X-Men: Destiny: 'There was no real pressure from a fan service perspective'

Silicon Knights' Julian Spillane on carving Destiny

X-Men: Destiny is the latest in a long line of X-Men: RPGs to feature on one of our all time favourite superhero bands.

Developed by Silicon Knights of Too Human, Legacy of Kain and Eternal Darkness fame, Destiny allows you to join your favourite heroes and villains from the X-men and Brotherhood of mutants but always carve your own path with unique abilities and X-genes powering your progress. We spoke with Julian Spillane, Assistant Director at Silicon Knights just before the game's release last week to get the very latest on what Destiny has in store.

X-Men games have been a bit hit and miss in the past, the fans are crying out for a decent X-Men experience, why is Destiny that game?

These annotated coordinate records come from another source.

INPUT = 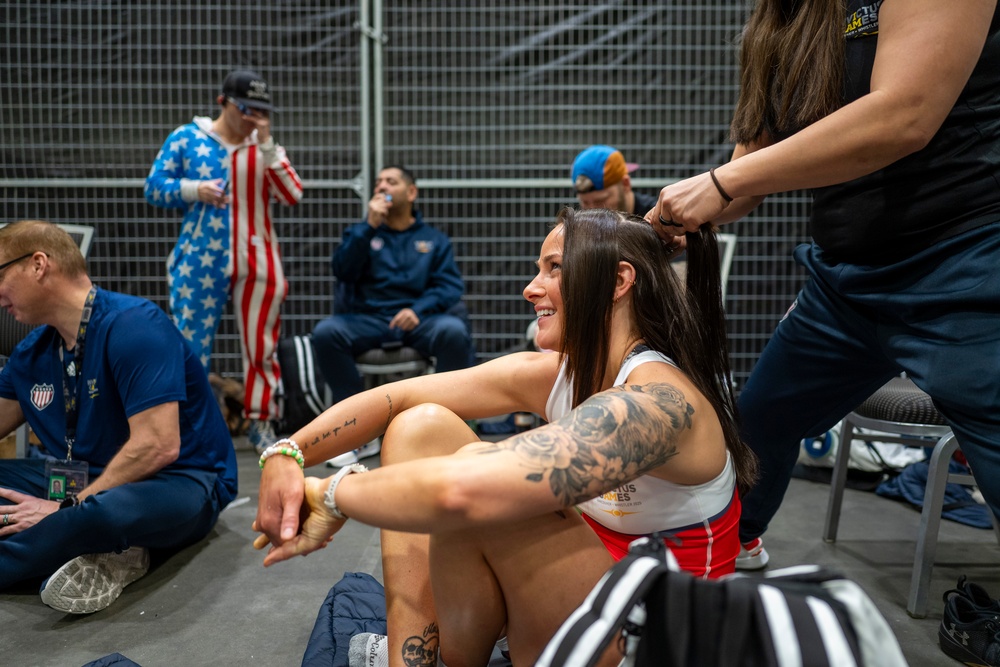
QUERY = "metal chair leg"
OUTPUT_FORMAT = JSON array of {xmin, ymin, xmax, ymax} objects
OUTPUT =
[
  {"xmin": 906, "ymin": 433, "xmax": 958, "ymax": 618},
  {"xmin": 823, "ymin": 415, "xmax": 854, "ymax": 542}
]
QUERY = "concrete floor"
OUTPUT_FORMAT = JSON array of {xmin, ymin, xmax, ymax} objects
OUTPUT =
[{"xmin": 0, "ymin": 439, "xmax": 1000, "ymax": 667}]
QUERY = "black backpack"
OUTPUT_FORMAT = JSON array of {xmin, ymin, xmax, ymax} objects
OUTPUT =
[
  {"xmin": 277, "ymin": 335, "xmax": 329, "ymax": 435},
  {"xmin": 536, "ymin": 538, "xmax": 906, "ymax": 667}
]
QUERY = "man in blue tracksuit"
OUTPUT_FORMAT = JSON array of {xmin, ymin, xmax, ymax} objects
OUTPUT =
[{"xmin": 312, "ymin": 166, "xmax": 473, "ymax": 462}]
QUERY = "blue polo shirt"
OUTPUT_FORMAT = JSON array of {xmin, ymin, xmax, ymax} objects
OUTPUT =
[{"xmin": 0, "ymin": 290, "xmax": 237, "ymax": 504}]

X-Men Destiny gives players the experience of taking on the role of a mutant who has just come into their powers and is forced to make many difficult and often morally ambiguous decisions. We wanted to craft an experience that was thematically true to the X-Men Universe and that really made the player feel like they are a part of something big. Add on top of that the brand-new X-Gene system and the levels of choice and customizability presented to the player and we think that X-Men Destiny will provide a truly unique experience for fans.

Set the scene for us, what's happening as Destiny begins and how does this shape the rest of the game?

X-Men Destiny takes place in an alternate timeline inspired by events that have rocked the X-Men Universe in recent years. Professor X has been murdered by Bastion, the mutant-hunting Sentinel from the future, and the mansion was decimated. The Purifiers, a group of extremists dedicated to purging mutant-kind, have been gaining power across the globe making mutants the target of kidnappings and executions.

The city of San Francisco has offered mutants amnesty, with the UN's Mutant Response Division deployed to keep the peace during these turbulent times. The game opens at a rally for peace between mutants and humans that goes very wrong.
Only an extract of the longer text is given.